A great example of new fields of activity is MIX
A real valuable example of this is the work taking place within the Management Innovation eXchange (MIX) as an open innovation project aimed at reinventing management for the 21st century. The premise: “while “modern” management is one of humankind’s most important inventions, it is now a mature technology that must be reinvented for a new age”.
This is a meeting place where The MIX is designed for all those who are frustrated by the limits of our legacy management practices. It’s for all the inspired thinkers and radical doers who believe we can — and must — find alternatives to the bureaucratic and dis-empowering management practices that still rule most organizations.
Principles of the MIX – Everyone Wins When Everyone Shares
“The MIX represents a pioneering attempt to use the open innovation model to help accelerate the evolution of a critical social technology — its management. Rather than struggling in isolation to reinvent the processes and practices of management, MIX members can leverage the expertise and insights of a global community of like-minded innovators.
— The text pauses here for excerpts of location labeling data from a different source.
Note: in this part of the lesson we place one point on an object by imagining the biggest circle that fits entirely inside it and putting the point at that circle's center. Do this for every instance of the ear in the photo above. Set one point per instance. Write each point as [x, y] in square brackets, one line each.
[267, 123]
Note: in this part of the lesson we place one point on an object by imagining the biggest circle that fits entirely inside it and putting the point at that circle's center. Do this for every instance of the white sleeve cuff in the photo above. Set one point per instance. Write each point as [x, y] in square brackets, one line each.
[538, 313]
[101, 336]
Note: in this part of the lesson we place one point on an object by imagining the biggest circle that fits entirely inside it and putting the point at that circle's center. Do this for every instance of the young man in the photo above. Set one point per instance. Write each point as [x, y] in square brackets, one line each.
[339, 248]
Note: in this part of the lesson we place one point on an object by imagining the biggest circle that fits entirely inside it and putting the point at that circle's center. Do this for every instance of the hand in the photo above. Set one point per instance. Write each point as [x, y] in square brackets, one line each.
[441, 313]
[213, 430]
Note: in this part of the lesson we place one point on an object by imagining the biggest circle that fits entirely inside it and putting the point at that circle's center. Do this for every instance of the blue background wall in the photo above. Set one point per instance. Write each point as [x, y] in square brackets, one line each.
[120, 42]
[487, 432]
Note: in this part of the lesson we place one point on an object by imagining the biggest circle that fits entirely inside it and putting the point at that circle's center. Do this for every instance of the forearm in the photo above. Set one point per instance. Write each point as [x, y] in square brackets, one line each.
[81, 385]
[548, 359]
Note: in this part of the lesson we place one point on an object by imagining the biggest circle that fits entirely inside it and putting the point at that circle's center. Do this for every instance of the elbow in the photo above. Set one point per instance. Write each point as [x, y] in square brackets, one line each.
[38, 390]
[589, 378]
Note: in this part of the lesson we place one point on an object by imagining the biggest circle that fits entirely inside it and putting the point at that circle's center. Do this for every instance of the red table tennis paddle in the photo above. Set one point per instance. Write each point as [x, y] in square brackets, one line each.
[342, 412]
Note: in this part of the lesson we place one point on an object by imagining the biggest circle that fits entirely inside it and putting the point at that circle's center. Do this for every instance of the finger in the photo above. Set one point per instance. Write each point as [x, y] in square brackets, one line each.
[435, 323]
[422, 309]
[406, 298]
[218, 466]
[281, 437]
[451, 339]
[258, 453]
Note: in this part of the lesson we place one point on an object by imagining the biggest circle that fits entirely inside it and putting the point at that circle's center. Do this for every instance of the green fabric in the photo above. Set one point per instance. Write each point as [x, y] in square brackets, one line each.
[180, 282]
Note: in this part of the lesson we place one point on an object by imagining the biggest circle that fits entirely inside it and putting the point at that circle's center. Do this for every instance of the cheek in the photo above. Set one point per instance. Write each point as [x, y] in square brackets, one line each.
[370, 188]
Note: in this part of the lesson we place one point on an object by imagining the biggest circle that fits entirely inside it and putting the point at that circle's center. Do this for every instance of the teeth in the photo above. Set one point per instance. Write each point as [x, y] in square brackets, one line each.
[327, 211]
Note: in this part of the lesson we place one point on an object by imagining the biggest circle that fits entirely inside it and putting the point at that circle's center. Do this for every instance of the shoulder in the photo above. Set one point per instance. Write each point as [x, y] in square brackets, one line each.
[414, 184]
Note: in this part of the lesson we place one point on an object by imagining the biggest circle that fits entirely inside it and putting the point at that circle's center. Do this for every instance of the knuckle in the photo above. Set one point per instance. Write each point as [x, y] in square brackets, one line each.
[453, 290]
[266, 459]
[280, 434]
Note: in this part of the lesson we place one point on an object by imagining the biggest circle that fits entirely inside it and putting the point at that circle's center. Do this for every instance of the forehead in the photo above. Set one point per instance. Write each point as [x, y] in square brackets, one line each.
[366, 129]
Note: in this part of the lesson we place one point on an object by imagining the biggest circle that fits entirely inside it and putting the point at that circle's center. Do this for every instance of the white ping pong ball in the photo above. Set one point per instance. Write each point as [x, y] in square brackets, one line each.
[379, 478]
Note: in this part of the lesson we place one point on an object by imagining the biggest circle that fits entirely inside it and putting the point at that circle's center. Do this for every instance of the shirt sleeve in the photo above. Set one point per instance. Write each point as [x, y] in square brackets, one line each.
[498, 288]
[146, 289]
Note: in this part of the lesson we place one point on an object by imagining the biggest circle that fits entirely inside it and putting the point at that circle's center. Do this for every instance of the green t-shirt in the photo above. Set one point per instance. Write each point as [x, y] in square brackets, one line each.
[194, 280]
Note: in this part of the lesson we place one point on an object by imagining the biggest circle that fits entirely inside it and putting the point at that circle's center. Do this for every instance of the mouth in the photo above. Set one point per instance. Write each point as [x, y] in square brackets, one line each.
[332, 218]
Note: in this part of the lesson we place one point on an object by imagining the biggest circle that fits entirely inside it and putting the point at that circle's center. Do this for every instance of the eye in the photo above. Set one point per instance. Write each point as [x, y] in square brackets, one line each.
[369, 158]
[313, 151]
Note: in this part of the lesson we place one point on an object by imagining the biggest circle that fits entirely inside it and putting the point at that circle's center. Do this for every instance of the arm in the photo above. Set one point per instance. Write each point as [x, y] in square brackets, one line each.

The success of the MIX hinges on the willingness of its members to share their ideas and experiences, which depends in turn on a belief that more can be gained by sharing than by hoarding. Truth is, there’s a lot more management innovation going on in the world at large than in any particular organization.
Thus the MIX gives every progressive management innovator the chance to share a little and learn a lot”.
Certainly learning favours the brave
We certainly need to educate across innovation more than ever. It needs not just greater recognition of its vital parts, it needs to be recognized as a value enhancing and organizational life-changing event we need to move towards increasingly. Innovation needs to be recognized as a clear discipline, a new expertise that is as powerful as Marketing became some decades ago.
The more we embrace change, recognize innovation demands more of our time, the more we seek out knowledge that ‘feeds’ innovation and we ‘push’ for learning far more about its impact and its complex parts, the greater chance we have of thriving in a challenging world.
The expectation ‘bar’ needs to be raised and those practising within innovation, dealing in some of its parts do need to raise their game. Learning and Education always should start at home.
The more we learn, have open interactions and form linkages the more we will be ready to advance innovation into what it must become, innovation management, recognized as a discipline and highly valued for what it contributes in wealth and growth potential.
We need to find the determination to underpin the capacity for innovation, lying within us all, and that comes from knowledge and education through collaborative learning. So what is your capacity for innovation really like?